Start defrosting the turkey in the coldest part of the fridge. Start making your shopping list. It may be easier to remember what you need by writing down your menu, pulling out all the recipes, and checking to see what you already have on hand so you are not doubling up on some ingredients and forgetting something else. Your list will undoubtedly be long so check things off as you search your pantry. Go shopping Make pie crust dough, roll out, and put into pie pans to freeze.

2 DAYS OUT The holidays are a good time to bring out your best dishes. Make sure they are free of dust and wash any that have not been used recently. Make sure the glasses are spot free. Check the table linens to see it they are clean and free of wrinkles. Your cranberry sauce can be made now. A couple of days in the refrigerator will enhance the flavor. Cut or cube your bread for the stuffing and lay it out on a baking sheet in a single layer so it has a chance to dry out. Stale bread makes the best stuffing!

THE DAY BEFORE If you ordered a fresh turkey today is the day you should pick it up. Prepare the stuffing, but if you are using raw eggs in the stuffing leave them out until you are ready to bake it. Make the giblet stock for the gravy. (if you don’t know what giblets are, ask your Grandma!) Take out the pie crust from freezer to defrost. Make pies and any other desserts. Peel potatoes and refrigerate them in a pan of water Prepare the vegetable casseroles and side dishes that require baking. You can either bake them today and reheat on Thanksgiving or wait and bake them right before dinner. Set the table tonight or first thing in the morning. Plan out your cooking schedule for the next day. Depending on what time you are eating and how big the turkey is will determine what time you need to start your day, so plan accordingly! If you have a small oven you will need to plan bake times and temperatures very carefully. Writing down a specific timeline for everything will be very helpful.

THANKSGIVING DAY

Don’t panic! If you have stuck to your schedule you will be fine!

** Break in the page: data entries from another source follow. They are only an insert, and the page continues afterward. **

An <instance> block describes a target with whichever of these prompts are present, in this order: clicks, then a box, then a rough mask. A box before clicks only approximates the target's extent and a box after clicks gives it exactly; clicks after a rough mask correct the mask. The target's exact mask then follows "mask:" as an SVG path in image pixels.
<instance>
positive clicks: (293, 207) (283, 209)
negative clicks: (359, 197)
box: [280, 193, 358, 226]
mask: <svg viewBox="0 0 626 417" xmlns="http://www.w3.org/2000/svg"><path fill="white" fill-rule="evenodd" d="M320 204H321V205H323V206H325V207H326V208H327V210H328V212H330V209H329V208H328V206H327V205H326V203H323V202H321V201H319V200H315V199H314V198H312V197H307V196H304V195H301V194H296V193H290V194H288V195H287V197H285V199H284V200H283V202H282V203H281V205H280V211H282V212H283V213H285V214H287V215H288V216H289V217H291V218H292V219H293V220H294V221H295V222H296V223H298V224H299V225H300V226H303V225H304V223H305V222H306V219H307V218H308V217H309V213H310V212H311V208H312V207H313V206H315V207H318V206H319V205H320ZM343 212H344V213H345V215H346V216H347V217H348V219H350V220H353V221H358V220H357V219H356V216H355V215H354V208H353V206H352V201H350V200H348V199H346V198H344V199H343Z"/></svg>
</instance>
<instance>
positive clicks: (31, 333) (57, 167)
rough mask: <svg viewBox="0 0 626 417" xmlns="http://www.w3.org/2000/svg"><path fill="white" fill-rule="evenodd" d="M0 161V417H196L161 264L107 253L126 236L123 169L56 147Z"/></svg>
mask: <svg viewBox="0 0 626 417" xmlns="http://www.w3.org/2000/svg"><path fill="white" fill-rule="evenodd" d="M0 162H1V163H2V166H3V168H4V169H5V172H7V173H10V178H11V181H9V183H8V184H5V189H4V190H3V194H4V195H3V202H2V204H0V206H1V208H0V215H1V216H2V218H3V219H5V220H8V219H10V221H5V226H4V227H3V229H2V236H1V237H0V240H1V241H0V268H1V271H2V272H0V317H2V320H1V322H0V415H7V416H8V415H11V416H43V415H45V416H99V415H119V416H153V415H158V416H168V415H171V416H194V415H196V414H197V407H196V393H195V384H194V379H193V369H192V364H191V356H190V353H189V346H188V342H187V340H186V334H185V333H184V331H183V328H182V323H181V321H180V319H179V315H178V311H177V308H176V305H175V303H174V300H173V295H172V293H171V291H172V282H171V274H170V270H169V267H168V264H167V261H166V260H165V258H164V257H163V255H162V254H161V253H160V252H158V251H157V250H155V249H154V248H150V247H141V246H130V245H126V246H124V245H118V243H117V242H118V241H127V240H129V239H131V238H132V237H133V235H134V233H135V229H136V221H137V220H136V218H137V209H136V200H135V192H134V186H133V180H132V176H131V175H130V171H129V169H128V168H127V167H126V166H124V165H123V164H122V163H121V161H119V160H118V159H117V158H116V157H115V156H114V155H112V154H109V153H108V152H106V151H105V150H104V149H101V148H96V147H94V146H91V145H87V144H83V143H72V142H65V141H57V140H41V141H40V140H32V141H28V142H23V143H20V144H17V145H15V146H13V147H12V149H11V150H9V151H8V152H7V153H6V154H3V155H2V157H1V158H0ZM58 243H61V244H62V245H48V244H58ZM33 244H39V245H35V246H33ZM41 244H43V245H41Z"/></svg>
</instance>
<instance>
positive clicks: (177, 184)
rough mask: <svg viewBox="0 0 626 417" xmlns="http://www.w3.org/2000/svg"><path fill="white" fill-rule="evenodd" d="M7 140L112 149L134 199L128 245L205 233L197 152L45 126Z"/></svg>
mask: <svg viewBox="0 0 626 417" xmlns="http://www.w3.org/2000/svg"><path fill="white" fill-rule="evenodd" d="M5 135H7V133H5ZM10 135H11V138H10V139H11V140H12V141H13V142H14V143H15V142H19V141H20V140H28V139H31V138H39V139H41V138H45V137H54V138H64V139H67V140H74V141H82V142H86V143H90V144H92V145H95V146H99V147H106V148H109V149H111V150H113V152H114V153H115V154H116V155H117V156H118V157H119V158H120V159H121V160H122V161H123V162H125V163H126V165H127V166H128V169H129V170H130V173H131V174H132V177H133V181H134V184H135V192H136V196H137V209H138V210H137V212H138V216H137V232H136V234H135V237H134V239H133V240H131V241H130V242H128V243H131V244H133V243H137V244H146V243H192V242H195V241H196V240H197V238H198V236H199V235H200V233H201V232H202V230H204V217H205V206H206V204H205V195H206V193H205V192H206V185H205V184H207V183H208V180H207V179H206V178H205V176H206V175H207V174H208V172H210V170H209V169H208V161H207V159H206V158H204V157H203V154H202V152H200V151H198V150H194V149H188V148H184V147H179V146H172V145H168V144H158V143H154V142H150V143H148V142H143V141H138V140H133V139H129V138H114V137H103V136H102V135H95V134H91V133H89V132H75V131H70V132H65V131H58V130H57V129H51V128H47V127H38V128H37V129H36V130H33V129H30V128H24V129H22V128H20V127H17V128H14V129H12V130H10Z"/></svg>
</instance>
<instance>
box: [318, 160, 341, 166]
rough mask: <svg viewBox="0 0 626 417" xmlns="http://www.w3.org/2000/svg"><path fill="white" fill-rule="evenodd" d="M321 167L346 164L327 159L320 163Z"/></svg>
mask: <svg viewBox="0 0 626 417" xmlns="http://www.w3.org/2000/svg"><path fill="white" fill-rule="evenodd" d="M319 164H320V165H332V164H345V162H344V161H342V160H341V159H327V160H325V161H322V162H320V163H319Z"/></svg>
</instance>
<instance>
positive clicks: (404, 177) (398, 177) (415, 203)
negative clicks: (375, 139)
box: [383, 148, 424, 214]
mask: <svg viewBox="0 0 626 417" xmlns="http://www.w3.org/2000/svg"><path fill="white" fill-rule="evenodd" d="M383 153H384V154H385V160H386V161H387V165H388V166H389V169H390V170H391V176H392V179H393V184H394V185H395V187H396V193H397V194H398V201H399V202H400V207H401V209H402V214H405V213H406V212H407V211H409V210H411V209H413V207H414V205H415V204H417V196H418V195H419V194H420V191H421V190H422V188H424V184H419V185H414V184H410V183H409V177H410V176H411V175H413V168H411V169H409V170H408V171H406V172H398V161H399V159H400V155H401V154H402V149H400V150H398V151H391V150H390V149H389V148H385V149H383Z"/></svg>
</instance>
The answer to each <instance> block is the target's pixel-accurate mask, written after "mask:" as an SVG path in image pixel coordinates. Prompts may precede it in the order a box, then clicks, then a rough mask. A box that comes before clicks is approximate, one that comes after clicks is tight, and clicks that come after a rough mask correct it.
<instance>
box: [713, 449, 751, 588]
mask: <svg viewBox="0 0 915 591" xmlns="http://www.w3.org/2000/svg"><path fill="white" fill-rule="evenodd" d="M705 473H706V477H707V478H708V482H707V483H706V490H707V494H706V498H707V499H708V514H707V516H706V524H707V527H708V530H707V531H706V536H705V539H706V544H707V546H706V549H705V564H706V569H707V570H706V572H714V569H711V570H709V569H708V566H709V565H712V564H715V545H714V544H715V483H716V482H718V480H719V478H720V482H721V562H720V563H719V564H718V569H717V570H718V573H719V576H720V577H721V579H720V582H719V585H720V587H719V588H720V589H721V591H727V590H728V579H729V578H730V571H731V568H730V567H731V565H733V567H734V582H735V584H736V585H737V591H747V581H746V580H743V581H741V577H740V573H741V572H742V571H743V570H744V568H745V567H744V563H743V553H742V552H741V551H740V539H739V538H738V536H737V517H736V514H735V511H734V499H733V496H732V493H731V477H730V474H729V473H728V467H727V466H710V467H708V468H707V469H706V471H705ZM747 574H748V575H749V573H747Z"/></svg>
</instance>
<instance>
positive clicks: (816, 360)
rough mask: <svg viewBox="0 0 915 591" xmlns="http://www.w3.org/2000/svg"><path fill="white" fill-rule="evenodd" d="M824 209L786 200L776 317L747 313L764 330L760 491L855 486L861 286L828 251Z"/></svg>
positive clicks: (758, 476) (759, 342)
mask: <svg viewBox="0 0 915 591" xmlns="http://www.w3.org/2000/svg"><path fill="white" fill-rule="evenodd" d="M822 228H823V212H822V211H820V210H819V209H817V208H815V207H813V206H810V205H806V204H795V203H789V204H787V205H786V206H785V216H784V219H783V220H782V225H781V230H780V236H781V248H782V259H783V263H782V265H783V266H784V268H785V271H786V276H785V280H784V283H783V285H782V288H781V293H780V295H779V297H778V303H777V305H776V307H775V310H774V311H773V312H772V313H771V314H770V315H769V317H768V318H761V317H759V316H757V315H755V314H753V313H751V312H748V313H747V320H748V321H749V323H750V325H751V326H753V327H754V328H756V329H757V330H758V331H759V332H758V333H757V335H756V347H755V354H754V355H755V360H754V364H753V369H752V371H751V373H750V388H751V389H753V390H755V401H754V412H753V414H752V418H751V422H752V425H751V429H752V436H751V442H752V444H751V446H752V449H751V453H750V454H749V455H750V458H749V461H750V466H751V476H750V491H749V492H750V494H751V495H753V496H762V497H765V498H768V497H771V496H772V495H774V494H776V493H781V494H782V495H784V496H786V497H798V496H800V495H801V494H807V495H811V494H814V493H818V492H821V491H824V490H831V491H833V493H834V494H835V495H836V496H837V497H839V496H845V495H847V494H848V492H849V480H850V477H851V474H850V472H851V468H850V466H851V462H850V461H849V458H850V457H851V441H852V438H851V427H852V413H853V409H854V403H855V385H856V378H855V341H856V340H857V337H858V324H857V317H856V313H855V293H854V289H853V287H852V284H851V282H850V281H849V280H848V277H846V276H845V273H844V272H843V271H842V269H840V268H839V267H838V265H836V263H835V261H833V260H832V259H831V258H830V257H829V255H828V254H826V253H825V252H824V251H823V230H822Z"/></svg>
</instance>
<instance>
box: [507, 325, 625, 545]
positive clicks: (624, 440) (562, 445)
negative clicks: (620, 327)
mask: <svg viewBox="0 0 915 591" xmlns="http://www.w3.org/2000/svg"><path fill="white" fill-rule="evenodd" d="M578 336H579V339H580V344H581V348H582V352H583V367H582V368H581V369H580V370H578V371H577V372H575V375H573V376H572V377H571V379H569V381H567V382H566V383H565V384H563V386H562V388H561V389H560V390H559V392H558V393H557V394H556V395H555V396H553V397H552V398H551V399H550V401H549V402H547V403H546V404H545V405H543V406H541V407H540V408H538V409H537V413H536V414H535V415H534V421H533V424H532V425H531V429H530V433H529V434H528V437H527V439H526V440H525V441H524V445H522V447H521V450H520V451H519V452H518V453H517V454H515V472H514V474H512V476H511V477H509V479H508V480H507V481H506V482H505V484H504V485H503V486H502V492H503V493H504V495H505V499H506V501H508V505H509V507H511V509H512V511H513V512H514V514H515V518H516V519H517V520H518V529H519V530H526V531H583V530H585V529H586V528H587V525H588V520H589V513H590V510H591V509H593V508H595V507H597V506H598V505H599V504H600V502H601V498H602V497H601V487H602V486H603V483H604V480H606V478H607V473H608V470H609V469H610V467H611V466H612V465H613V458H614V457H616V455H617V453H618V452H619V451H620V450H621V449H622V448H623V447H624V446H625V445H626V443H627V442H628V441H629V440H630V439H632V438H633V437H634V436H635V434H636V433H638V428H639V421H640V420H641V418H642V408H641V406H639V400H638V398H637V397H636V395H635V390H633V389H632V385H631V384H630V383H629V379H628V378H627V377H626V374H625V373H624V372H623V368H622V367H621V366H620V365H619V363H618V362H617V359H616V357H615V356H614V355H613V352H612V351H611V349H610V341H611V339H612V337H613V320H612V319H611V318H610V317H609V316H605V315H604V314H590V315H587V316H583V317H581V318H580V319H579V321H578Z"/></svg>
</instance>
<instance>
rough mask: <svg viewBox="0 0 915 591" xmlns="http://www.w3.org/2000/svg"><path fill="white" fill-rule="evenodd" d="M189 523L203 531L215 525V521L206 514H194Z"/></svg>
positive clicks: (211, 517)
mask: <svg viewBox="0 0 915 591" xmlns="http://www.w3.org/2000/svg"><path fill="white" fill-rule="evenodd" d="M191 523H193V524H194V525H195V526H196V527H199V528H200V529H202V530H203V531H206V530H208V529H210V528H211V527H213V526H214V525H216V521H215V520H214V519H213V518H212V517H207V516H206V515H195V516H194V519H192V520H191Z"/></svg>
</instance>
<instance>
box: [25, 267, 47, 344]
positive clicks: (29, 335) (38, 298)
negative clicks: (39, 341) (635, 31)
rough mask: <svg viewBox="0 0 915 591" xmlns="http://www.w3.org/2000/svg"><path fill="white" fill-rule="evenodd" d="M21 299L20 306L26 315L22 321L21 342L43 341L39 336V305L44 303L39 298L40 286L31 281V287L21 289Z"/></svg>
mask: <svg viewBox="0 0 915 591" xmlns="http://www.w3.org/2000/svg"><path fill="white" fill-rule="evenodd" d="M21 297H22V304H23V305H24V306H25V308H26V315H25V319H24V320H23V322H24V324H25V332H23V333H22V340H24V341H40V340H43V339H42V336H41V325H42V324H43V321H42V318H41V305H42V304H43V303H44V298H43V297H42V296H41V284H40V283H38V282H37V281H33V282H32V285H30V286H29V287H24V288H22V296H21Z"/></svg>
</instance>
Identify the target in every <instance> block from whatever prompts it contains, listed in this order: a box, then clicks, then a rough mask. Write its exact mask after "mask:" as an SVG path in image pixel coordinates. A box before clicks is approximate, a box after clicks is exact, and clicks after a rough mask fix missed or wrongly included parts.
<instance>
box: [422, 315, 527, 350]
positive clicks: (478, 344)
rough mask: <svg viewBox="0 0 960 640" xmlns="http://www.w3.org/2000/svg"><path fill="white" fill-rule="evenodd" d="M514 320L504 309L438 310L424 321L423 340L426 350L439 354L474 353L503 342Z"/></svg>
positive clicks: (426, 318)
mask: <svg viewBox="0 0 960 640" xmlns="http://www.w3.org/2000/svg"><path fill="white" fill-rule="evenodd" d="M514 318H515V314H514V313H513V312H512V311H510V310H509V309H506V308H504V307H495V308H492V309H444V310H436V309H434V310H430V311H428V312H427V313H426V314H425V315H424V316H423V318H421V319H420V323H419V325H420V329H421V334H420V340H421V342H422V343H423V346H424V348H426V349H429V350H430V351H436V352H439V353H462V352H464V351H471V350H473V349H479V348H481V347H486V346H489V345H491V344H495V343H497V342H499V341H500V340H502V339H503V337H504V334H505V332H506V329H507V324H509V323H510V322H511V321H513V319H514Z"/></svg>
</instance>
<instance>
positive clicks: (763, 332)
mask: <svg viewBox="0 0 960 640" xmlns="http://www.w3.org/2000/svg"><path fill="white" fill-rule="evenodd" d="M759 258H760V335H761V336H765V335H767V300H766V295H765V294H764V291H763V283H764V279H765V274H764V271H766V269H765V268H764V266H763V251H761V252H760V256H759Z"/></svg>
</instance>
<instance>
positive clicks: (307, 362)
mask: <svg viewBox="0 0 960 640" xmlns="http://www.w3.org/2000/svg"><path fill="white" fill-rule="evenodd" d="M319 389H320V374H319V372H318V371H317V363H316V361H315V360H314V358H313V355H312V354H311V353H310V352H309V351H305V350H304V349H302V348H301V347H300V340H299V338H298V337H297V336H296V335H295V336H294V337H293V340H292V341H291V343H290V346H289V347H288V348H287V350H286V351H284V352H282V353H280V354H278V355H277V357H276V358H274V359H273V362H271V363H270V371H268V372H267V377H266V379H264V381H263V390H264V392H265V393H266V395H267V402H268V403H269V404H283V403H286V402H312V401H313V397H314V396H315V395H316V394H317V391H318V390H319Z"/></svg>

Set out the turkey. It should sit out about 2 hours before putting it in the oven. Finish making the stuffing and if you are using eggs it is safe to put them in now. Preheat the oven and if stuffing the turkey do it now. Put turkey in oven, basting every 30 minutes. Cooking time will depend on the size of your bird, so look up recommended cook times. You can easily look up cook times online (we recommend www.allrecipes.com) Make the mashed potatoes (about an hour before mealtime set them over simmering water in a heat proof bowl on the back of your stove to keep them warm and fluffy.) If your casseroles are ready but have not been baked put them in the oven an hour before the feast so they will be hot when serving. If you cooked them earlier, reheat 30 minutes before. Check the turkey for doneness in the thigh area or thickest part of the turkey with a meat thermometer making sure it reads 165 degrees. Remove turkey from oven and let it sit 30 minutes before carving. (Now that the turkey is out of the oven you can put the pre-cooked casseroles back in to reheat.) Make the gravy, allowing at least 10 minutes , if you are making a lot of gravy it takes awhile. Put salads and relishes on the table and make sure the beverage glasses are filled. The hot dishes should be put in serving dishes so that they can be passed. Everything should be on the table! Have everyone take their seat and bring in the guest of honor, the turkey!